A resounding 61 percent of voters chose statehood. The other choices were independence (5 percent) or free association (33 percent). Seventy-seven percent of the island's registered voters participated in this all-important decision. The question is: What will happen now?
There are 3.9 million people in Puerto Rico. The legal residents are all U.S. citizens. They carry U.S. passports, and many fight and die in wars wearing uniforms of the U.S. armed forces. But they don't have a vote in Congress, and they can't vote for president.
While these citizens were voting on their future, the Republican Party on the mainland took a mortal blow from Hispanic voters. Seventy-one percent of Hispanic voters voted for President Barack Obama. In the critical swing states of Florida, Nevada, Colorado and Virginia, this group provided the crucial margin of victory.

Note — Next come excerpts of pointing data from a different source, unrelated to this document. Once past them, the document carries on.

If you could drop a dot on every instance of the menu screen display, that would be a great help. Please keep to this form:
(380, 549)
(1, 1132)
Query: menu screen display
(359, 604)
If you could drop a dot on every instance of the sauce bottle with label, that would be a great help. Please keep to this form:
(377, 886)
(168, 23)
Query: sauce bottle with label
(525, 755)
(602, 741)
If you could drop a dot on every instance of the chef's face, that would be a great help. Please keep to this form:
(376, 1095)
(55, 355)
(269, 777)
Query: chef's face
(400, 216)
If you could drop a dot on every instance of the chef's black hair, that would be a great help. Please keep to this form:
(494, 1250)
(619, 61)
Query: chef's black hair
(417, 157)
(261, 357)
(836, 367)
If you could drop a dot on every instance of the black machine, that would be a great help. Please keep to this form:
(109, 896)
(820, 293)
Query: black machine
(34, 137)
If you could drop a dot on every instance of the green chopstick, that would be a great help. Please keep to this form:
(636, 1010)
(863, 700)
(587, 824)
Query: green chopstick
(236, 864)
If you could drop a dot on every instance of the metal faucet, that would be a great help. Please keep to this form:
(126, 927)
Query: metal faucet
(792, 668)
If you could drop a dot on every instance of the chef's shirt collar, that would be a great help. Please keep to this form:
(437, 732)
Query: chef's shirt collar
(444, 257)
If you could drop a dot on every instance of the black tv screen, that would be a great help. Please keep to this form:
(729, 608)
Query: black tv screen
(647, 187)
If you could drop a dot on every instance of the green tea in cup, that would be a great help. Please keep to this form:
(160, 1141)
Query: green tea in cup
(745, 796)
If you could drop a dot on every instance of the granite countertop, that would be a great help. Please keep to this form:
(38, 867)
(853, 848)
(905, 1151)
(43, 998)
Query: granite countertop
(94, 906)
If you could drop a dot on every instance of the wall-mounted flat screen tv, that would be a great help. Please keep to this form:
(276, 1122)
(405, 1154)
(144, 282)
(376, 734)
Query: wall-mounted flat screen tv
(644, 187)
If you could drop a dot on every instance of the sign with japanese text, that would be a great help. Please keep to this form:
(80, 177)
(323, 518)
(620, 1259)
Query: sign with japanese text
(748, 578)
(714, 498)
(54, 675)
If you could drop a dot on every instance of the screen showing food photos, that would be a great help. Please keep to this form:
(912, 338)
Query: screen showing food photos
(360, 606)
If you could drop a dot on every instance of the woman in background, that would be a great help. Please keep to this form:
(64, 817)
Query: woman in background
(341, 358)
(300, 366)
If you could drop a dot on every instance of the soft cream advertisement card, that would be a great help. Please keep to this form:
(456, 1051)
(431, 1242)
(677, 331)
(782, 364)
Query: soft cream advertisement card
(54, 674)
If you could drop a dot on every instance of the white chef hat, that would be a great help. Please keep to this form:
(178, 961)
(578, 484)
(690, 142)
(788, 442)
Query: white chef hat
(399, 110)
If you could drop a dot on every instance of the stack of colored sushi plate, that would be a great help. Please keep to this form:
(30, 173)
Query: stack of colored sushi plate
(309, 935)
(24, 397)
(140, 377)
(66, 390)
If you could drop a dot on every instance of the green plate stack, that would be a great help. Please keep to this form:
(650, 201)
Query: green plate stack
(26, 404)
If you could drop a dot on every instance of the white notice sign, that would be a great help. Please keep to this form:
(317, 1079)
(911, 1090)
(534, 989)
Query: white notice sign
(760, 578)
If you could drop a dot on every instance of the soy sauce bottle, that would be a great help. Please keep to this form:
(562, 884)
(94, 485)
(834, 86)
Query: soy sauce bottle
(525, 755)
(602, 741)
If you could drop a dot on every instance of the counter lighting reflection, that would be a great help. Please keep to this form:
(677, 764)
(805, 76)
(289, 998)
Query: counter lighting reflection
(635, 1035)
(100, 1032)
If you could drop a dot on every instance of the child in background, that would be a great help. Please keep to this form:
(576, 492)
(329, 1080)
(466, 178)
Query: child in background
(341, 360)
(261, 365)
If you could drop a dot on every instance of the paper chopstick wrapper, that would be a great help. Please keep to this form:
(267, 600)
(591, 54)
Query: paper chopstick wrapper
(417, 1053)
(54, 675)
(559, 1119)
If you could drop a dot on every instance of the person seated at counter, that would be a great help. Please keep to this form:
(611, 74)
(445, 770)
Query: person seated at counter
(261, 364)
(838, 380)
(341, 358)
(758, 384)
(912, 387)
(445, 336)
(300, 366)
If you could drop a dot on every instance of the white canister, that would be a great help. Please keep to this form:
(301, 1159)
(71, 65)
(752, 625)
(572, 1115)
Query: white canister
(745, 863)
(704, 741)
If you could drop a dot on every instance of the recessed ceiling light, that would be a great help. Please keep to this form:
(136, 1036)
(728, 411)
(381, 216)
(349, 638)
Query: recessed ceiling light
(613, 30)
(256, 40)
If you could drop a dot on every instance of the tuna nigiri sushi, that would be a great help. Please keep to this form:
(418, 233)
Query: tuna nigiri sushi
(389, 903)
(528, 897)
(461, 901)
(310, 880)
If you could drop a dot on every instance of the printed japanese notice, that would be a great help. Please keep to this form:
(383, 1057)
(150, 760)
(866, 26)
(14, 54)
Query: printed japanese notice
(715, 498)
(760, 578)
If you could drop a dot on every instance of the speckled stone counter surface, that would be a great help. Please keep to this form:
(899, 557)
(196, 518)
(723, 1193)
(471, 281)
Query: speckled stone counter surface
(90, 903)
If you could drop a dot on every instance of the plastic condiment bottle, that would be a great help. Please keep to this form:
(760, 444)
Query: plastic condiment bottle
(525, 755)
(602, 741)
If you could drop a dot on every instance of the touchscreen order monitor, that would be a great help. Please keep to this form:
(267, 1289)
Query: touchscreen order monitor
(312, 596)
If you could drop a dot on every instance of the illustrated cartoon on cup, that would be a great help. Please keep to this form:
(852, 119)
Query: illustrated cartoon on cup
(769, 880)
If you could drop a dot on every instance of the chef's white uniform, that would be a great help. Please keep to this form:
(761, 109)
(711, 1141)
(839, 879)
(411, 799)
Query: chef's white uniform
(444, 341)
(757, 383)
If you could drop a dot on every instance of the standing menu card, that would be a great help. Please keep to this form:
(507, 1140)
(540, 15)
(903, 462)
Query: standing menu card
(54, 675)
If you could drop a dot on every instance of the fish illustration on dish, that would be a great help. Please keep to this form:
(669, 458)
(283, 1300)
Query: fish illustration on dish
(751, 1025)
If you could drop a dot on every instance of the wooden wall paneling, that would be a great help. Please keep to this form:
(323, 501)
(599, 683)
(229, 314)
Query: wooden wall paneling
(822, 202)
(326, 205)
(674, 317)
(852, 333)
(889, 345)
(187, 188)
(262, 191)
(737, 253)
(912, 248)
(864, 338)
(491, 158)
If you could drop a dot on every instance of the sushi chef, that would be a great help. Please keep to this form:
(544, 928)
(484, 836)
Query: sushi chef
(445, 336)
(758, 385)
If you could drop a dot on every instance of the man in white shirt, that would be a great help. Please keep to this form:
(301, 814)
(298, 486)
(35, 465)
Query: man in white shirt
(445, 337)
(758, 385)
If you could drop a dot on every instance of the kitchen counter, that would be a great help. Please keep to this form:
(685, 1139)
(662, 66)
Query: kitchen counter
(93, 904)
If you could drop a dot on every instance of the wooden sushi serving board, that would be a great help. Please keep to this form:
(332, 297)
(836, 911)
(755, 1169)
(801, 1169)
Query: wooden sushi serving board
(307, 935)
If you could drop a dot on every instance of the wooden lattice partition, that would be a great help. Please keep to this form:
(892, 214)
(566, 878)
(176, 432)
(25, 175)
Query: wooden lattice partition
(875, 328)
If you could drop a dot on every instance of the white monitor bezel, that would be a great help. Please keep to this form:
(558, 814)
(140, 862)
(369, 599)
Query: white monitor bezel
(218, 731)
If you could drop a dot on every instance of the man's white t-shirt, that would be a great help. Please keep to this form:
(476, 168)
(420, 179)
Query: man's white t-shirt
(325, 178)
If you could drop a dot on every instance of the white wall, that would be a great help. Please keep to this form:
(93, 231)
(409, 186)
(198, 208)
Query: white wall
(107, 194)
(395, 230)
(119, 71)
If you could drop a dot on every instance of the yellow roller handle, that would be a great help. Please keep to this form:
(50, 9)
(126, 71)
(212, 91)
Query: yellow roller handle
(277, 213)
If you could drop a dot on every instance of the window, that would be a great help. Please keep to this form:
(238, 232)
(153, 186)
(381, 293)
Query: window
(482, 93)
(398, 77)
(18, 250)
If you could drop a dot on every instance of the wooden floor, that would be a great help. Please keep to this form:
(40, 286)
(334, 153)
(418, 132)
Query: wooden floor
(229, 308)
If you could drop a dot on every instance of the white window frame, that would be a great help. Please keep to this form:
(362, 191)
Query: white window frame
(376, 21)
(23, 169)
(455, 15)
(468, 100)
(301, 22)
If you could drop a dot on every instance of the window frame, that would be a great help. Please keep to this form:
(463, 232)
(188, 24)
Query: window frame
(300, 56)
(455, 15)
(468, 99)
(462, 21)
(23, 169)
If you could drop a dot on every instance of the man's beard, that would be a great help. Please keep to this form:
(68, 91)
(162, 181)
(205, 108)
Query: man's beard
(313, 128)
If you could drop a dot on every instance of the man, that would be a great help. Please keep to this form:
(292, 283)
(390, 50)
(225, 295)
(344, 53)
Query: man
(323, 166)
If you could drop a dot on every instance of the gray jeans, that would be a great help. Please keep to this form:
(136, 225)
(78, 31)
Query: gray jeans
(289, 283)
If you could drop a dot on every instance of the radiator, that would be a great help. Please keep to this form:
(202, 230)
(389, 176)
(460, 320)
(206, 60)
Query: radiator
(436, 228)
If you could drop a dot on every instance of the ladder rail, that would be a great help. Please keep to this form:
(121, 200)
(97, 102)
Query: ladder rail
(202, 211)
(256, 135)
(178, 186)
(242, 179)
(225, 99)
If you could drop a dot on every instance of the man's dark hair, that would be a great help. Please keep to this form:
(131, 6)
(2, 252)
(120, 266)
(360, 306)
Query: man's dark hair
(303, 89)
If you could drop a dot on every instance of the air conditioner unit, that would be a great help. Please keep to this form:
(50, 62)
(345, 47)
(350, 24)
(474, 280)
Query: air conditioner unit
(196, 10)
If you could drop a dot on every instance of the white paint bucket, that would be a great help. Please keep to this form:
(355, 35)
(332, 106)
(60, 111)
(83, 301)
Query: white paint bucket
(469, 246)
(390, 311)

For the first time, Hispanic voters made up 10 percent of the total turnout nationwide.
President Obama, in an interview with the Des Moines Register shortly before the election, said emphatically that if he won a second term, his victory would be due to the huge Hispanic turnout for him.
And in states that Obama did not win, such as Arizona and Texas, the percentage of Hispanic voters will increase greatly and could well turn these Republican states to Democratic states in the near future.
All you have to do is to look at formerly reliably Republican California and see how large numbers of Hispanic voters have turned the tide there.